Currently, most DADA2 patients with the vasculopathy phenotype are treated with biologics that target TNF-α, whereas bone marrow transplantation provides a curative option for patients with refractory disease or severe bone marrow failure.4,8  With a better understanding of the molecular events upstream of TNF-α production, we may uncover additional therapeutic options for DADA2. To further pursue the mechanism of NETosis in DADA2, Carmona-Rivera and colleagues determined the requirement of adenosine receptors A1 and A3, reactive oxygen species, and peptidylarginine deiminase for adenosine-induced NETosis. Although it is not clear how NETs activate macrophages, agonistic activation of adenosine receptor A2A downregulated NET-induced secretion of TNF-α by macrophages. As we continue to unravel the physiologic function of ADA2 and the pathophysiology of DADA2, we will need studies that evaluate the therapeutic potentials of targeting adenosine receptors and downstream signal pathways.

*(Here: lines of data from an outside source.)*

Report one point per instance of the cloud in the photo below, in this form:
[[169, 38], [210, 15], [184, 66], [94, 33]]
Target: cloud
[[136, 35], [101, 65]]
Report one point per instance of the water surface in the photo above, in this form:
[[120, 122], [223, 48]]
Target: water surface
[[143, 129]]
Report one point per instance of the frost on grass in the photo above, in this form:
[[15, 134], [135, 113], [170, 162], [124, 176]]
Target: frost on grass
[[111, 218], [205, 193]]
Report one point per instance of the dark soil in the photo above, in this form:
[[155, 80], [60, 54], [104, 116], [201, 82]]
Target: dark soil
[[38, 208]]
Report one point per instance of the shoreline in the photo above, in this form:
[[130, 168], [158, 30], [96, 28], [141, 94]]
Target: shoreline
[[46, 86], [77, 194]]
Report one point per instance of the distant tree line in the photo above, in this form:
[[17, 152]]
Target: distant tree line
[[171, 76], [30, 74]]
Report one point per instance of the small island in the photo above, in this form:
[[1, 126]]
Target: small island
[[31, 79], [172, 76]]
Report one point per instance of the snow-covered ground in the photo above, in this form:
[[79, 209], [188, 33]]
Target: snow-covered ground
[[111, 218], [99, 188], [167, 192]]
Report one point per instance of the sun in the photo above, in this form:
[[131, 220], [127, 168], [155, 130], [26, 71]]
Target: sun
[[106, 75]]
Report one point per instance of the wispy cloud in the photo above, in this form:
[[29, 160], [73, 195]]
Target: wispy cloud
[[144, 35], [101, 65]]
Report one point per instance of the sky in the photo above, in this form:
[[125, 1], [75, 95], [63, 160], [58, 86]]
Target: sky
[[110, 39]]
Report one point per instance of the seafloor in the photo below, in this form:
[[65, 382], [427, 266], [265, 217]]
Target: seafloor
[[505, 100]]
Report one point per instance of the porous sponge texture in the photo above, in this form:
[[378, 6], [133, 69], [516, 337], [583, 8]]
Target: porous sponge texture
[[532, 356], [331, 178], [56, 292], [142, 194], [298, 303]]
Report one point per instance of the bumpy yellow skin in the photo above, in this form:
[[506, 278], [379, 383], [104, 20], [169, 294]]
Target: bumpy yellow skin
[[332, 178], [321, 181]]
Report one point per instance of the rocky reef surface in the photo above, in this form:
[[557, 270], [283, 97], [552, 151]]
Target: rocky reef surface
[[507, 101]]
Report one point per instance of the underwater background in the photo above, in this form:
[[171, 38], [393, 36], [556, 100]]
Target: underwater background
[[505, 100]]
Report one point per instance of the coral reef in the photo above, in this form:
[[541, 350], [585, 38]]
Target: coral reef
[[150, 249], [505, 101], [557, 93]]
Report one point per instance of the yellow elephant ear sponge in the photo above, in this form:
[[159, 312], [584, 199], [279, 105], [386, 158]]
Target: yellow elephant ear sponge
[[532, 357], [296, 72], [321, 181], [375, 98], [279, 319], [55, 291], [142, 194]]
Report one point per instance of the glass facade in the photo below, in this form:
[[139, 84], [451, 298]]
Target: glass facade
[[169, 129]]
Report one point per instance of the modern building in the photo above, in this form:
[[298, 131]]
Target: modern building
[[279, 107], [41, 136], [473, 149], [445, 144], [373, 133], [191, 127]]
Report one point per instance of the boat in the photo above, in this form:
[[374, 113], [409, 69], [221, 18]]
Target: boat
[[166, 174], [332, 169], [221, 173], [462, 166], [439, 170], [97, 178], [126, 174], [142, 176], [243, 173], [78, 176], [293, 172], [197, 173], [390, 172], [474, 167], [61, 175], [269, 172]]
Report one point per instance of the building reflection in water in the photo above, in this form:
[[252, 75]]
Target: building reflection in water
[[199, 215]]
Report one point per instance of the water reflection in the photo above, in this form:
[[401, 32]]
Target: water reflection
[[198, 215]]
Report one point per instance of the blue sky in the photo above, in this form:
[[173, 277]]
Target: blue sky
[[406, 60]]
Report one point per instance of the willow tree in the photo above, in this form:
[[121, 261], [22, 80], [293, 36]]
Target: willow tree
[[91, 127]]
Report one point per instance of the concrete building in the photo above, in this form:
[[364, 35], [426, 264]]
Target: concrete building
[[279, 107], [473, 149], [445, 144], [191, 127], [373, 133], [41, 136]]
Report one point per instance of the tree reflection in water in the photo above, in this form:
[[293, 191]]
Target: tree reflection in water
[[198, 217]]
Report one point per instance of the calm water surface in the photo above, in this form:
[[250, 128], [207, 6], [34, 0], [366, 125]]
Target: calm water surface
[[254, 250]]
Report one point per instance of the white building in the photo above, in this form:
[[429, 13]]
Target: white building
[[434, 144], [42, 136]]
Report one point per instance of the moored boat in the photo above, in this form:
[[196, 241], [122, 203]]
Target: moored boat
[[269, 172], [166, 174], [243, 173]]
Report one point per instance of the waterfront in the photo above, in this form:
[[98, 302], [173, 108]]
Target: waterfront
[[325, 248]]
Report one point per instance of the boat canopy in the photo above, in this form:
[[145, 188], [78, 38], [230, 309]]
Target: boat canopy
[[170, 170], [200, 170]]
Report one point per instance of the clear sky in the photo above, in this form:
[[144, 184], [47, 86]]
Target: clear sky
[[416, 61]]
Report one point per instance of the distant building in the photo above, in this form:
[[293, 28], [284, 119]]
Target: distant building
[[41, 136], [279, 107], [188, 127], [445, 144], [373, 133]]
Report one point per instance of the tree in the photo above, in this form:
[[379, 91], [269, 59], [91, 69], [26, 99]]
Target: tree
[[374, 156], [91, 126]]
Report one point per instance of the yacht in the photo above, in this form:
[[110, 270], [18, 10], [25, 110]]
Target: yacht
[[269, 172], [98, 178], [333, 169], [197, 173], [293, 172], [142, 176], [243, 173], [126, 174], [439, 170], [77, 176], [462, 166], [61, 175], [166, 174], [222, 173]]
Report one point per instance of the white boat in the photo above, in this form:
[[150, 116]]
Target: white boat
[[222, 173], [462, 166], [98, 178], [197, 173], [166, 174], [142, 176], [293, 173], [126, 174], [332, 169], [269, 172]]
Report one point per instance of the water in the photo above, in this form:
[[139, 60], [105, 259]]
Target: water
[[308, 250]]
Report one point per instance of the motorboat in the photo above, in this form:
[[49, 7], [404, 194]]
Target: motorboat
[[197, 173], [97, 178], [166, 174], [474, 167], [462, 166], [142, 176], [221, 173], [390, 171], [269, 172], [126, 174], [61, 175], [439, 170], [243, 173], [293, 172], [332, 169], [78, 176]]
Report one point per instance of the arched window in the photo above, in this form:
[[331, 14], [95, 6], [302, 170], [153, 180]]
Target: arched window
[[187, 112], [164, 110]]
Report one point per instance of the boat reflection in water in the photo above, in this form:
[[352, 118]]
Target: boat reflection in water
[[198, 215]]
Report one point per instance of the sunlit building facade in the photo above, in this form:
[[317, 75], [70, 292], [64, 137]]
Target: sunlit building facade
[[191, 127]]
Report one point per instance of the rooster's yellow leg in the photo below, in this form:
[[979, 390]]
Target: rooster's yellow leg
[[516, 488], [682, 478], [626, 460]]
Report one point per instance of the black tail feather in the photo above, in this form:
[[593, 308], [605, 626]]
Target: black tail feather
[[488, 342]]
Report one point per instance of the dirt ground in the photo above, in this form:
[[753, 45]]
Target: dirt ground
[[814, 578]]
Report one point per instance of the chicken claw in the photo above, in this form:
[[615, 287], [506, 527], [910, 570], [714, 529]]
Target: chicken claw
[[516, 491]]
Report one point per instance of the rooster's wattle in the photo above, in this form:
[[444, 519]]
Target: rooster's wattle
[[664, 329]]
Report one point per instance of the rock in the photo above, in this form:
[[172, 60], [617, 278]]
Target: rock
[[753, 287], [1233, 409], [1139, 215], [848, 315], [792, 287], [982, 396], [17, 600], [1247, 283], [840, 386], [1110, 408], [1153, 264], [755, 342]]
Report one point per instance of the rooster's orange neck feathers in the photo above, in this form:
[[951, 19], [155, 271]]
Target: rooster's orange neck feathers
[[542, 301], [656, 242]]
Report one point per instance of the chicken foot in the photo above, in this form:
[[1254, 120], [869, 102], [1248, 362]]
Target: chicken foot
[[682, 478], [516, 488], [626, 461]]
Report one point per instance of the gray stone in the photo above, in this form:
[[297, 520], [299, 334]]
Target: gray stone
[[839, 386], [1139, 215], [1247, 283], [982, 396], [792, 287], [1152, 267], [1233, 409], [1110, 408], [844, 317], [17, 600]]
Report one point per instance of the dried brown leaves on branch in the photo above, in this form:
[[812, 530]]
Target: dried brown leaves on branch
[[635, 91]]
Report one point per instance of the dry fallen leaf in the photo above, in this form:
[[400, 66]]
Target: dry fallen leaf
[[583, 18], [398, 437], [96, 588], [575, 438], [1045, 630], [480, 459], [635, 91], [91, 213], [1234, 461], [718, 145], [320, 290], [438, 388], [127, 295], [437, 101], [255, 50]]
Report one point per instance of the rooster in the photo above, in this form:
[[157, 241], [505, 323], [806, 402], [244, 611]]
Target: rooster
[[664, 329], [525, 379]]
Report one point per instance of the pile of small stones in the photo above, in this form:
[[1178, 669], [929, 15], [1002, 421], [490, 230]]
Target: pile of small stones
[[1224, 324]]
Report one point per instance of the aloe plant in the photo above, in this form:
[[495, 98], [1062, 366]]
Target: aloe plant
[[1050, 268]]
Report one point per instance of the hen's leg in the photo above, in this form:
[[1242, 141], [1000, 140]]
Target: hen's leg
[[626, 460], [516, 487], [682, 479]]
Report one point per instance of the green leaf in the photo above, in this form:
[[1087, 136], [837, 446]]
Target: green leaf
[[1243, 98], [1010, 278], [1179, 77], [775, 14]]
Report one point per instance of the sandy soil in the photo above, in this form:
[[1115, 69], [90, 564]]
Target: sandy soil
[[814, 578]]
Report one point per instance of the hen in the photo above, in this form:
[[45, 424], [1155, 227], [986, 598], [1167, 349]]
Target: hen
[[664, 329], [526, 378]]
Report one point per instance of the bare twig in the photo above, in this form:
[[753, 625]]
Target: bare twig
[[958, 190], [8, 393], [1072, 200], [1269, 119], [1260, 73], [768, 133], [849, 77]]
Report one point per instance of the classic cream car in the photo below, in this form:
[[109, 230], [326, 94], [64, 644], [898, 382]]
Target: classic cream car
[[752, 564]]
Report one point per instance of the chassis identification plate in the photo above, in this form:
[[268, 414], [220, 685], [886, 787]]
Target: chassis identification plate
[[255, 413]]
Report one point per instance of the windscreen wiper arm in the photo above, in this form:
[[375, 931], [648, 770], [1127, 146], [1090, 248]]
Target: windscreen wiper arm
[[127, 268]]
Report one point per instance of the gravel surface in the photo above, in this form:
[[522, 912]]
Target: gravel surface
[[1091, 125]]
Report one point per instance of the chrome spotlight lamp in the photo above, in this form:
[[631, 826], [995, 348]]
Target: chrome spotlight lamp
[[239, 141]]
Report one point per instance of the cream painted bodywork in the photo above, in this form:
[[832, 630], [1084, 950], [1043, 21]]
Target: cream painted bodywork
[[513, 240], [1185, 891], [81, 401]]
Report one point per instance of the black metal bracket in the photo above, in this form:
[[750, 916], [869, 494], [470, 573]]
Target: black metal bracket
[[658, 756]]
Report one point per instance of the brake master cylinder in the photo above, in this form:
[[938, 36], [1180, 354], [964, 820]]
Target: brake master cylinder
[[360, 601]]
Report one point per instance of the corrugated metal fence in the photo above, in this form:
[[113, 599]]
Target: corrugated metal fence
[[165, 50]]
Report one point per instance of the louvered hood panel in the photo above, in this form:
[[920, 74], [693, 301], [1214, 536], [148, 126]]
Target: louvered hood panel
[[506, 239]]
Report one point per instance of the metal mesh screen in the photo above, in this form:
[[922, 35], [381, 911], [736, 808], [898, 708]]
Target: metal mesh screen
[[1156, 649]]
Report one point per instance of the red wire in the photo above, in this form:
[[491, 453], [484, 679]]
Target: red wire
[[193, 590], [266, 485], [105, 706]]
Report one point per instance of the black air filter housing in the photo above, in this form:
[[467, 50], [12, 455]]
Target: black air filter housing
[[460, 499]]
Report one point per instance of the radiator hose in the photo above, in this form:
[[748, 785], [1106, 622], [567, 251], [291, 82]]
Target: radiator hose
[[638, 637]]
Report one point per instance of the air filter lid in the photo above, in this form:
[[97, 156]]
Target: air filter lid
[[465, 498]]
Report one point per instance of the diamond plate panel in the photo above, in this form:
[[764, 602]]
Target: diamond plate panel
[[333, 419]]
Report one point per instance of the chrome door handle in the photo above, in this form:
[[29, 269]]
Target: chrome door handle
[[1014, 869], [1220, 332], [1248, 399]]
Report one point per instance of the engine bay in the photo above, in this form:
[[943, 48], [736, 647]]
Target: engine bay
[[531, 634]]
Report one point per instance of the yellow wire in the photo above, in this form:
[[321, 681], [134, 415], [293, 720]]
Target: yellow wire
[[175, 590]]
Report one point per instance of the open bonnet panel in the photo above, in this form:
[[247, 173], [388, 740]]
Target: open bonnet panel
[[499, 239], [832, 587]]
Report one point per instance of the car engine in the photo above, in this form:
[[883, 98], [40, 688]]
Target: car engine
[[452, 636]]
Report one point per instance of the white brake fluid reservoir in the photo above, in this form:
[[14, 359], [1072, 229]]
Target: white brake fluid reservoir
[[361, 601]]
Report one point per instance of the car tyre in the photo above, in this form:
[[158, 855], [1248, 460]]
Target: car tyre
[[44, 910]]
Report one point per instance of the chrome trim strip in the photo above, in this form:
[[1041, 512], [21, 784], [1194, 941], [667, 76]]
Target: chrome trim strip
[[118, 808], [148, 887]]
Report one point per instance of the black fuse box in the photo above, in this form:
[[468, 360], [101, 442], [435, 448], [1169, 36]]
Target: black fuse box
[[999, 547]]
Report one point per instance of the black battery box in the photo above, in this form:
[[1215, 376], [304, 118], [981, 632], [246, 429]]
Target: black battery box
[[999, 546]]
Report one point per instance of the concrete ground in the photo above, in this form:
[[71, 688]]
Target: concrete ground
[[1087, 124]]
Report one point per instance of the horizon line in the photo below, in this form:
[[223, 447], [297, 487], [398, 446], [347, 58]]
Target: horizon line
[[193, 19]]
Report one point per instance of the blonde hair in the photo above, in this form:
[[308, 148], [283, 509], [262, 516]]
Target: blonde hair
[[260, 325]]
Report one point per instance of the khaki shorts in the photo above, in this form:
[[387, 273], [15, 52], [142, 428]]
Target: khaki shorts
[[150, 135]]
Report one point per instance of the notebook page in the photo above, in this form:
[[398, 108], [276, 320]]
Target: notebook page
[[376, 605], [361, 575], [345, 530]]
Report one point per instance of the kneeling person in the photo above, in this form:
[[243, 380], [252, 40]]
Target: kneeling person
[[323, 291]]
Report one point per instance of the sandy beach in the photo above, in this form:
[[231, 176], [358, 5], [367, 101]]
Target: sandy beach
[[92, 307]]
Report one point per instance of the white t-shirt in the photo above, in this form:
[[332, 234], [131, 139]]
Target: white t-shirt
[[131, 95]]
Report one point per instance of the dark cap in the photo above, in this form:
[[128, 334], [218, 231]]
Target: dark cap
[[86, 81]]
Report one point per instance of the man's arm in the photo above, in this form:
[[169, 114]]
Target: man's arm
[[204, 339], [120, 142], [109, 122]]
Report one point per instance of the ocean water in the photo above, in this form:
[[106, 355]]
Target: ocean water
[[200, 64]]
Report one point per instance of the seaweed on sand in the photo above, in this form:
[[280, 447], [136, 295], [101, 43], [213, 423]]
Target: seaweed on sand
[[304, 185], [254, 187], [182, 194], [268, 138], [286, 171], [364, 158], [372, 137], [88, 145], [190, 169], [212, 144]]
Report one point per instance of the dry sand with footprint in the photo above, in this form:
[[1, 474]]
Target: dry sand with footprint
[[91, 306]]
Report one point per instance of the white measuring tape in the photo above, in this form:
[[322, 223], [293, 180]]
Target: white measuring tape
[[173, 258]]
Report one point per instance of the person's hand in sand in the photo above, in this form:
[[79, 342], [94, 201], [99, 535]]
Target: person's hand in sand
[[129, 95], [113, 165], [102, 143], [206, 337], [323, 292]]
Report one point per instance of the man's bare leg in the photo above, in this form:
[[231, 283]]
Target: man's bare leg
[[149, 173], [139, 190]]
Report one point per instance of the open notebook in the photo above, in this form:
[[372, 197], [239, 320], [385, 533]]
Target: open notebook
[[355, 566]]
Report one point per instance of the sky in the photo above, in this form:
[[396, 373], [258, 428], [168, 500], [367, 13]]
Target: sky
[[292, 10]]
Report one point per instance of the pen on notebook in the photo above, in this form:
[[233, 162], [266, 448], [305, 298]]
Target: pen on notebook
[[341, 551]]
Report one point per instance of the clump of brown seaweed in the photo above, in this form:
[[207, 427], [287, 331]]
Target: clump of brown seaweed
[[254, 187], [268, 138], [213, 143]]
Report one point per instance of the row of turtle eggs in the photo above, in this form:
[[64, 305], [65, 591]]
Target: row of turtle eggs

The heterogeneity of DADA2-associated disease manifestations should be kept in mind because the Carmona-Rivera study focuses primarily on patients with inflammatory vasculopathy.9,10  Cytopenias with a full spectrum of severity, including neutropenia that can be chronic and refractory to immunosuppression, have been described in DADA2 patients with or without inflammatory vasculopathy. This suggests that neutrophil-independent pathways may also contribute to the inflammatory response, although neutrophil abundance and NETosis at the tissue level are not assessed by routine laboratory studies. Whether NETosis and NET-induced TNF-α also occur in DADA2 patients with bone marrow failure or immunodeficiency as primary disease manifestation will require further evaluation.

Conflict-of-interest disclosure: The author declares no competing financial interests.